A light dusting of typescript really does barely anything; it's just boilerplate. But once you get up to about 80-90% coverage, it's like a switch gets flipped. All of a sudden it's really, really good at detecting discrepancies - I had a thing I was working on today, where I had a cute little svg icon component in the giant SPA program we're writing - I was just reusing the thing, and attaching a click handler to it, and all of a sudden - this component we hadn't touched in months, typescript starts griping about it. And I'm like "oh come on, this is so basic - what the hell could be wrong about passing in a simple onclick handler?" Well - turns out nobody had ever needed to use the "event" param on that function, so it didn't even use one internally - what I was passing in, in plain JS, would have just been thrown away, because the internal 'passthrough' version of the function had no parameter at all. And I didn't notice it in light testing (we have TS set to emit our program even if it's failing tests). I tested the component, and because the behavior's invisible/internal, it seemed like it was probably fine. Maybe I would have caught it with really earnest, aggressive testing later, but I didn't even need to - typescript just nailed it instantly.
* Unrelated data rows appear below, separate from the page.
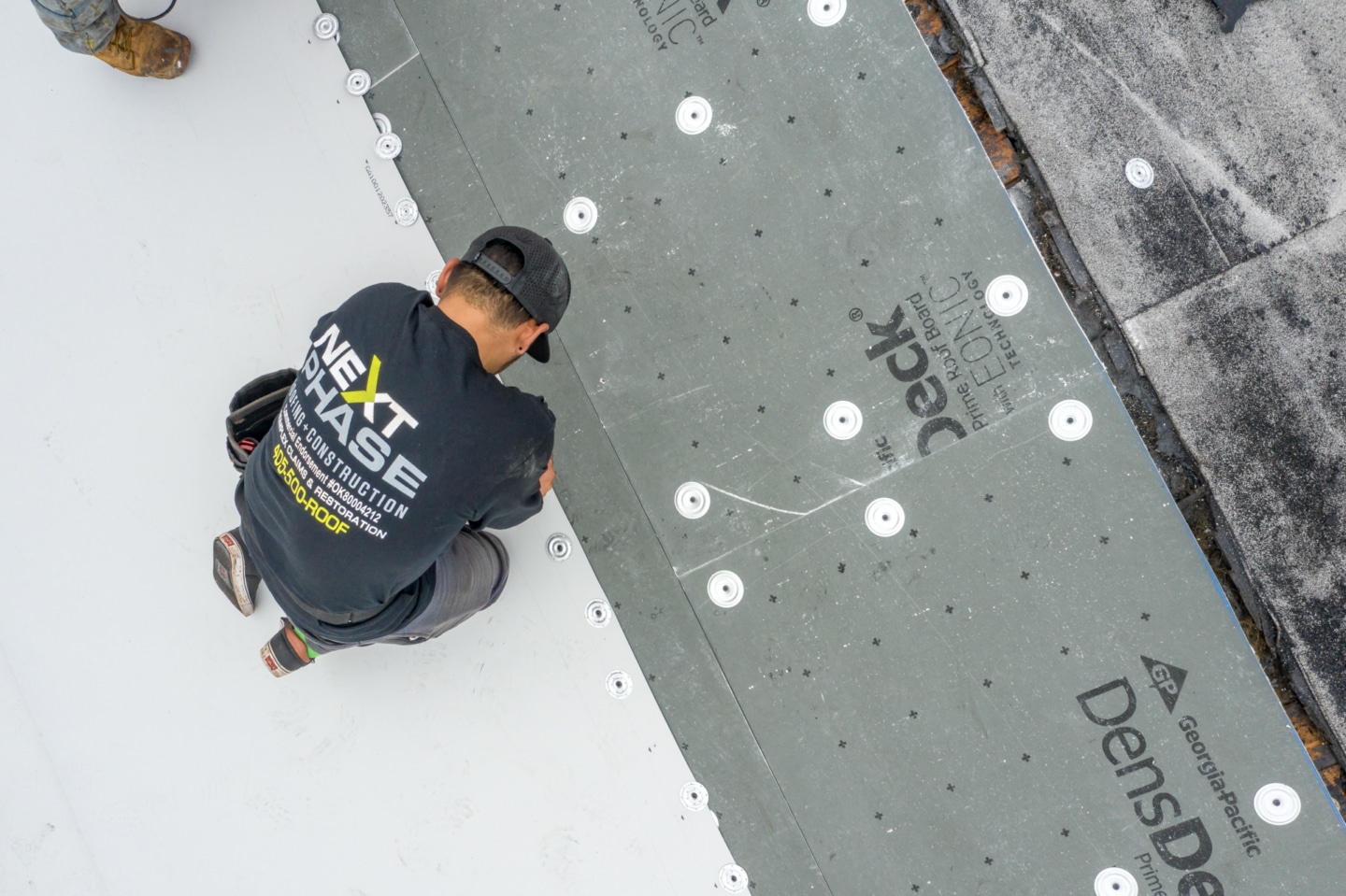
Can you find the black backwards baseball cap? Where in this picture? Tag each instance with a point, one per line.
(543, 284)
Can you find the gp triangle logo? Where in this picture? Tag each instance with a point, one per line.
(1167, 679)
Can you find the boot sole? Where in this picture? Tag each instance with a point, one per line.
(230, 568)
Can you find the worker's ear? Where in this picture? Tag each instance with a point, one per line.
(528, 334)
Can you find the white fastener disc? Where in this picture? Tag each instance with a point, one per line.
(826, 12)
(692, 499)
(620, 685)
(1070, 420)
(326, 26)
(694, 795)
(1140, 174)
(559, 547)
(358, 82)
(580, 214)
(1116, 881)
(388, 146)
(734, 879)
(843, 420)
(724, 588)
(694, 115)
(432, 280)
(598, 612)
(1007, 295)
(884, 517)
(406, 211)
(1276, 804)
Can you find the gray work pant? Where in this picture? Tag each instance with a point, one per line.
(79, 26)
(468, 577)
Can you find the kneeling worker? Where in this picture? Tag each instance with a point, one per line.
(363, 507)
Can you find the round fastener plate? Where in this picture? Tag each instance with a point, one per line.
(1140, 174)
(826, 12)
(692, 499)
(406, 211)
(1116, 881)
(620, 685)
(1276, 804)
(388, 146)
(734, 879)
(358, 82)
(724, 588)
(843, 420)
(432, 280)
(326, 26)
(884, 517)
(559, 547)
(1007, 295)
(694, 795)
(1070, 420)
(580, 214)
(598, 612)
(694, 115)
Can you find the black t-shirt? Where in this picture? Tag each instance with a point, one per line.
(392, 440)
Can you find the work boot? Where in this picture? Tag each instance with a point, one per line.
(146, 49)
(233, 572)
(287, 651)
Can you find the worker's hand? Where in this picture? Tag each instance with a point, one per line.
(548, 476)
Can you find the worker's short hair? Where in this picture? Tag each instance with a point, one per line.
(478, 290)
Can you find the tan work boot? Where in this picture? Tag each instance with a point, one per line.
(146, 49)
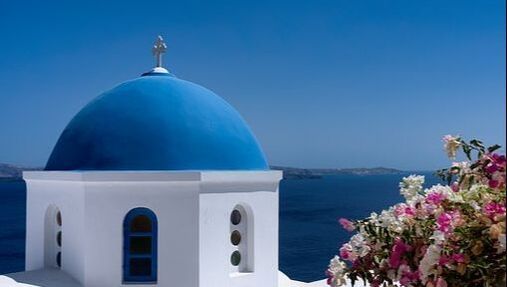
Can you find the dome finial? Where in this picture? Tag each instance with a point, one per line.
(158, 49)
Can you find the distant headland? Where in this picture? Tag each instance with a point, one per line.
(13, 172)
(309, 173)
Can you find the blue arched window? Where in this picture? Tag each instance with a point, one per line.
(140, 246)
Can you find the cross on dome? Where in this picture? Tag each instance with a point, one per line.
(158, 49)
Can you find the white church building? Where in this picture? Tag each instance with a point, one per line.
(156, 182)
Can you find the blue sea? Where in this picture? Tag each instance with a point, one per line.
(309, 209)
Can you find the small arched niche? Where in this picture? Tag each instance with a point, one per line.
(140, 246)
(241, 238)
(53, 237)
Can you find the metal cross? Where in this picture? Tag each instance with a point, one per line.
(158, 49)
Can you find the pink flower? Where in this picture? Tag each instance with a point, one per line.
(444, 222)
(404, 210)
(443, 260)
(397, 251)
(493, 183)
(347, 224)
(435, 198)
(493, 209)
(348, 253)
(455, 187)
(458, 258)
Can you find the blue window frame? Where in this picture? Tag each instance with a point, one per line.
(140, 246)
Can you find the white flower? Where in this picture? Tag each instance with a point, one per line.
(336, 271)
(411, 186)
(451, 145)
(360, 245)
(501, 244)
(430, 259)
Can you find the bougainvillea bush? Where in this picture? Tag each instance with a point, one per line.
(446, 235)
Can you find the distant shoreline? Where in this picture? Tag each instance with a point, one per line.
(316, 173)
(9, 172)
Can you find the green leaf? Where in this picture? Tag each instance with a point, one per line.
(493, 148)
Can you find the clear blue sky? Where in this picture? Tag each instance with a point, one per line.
(337, 83)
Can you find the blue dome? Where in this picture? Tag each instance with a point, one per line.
(157, 122)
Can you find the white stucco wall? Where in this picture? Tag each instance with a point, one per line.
(193, 211)
(259, 193)
(68, 196)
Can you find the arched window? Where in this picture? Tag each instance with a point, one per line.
(140, 246)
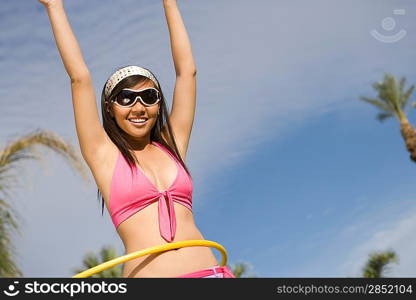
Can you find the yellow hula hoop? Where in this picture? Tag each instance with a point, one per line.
(151, 250)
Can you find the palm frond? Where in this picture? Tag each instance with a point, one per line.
(11, 156)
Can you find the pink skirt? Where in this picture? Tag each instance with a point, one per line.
(213, 272)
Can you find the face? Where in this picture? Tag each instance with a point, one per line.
(123, 115)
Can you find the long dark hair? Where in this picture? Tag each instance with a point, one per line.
(115, 133)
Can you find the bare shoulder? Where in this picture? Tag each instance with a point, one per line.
(104, 157)
(179, 143)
I've had the privilege of working on some game development stuff outside of a web stack, and holy smokes does working in a complete, algebraically typed language change everything. When you go from 80-90% type coverage, to "hard 100%", it's just a complete 180°. It's just _freaky_ how good it is at catching errors. I'll change one little thing, and it can tell me "oh yeah - you know that cutscene an hour into the game? Yeah, you broke that." It's uncanny. It just absolutely changes everything about how I work.
Yeah, I guess at least part of the problem is that we're using a version of Vue that's not natively designed around Typescript. There is a patch for it, but it's not that thorough. Half-hearted typescript doesn't work. A version of Vue that assumes you're using typescript and has interfaces defined for everything, would probably make a massive difference, and I think that's what Vue 3 does, but we're not in a position to migrate at this moment.
Basically, any use of `any` should be avoided. Once you tolerate one `any`, you're on the way down.
One thing that I really, really do like about typescript is that you need to be explicit about whether a value can be null. Java lacks that, but the difference between `foo: string` and `foo: string|null` is stark.
Judging by the seismic shift in the industry away from vanilla JS towards TS I'd say that qualifies as an extraordinary claim.
It would be interesting to hear some of the details behind your experience.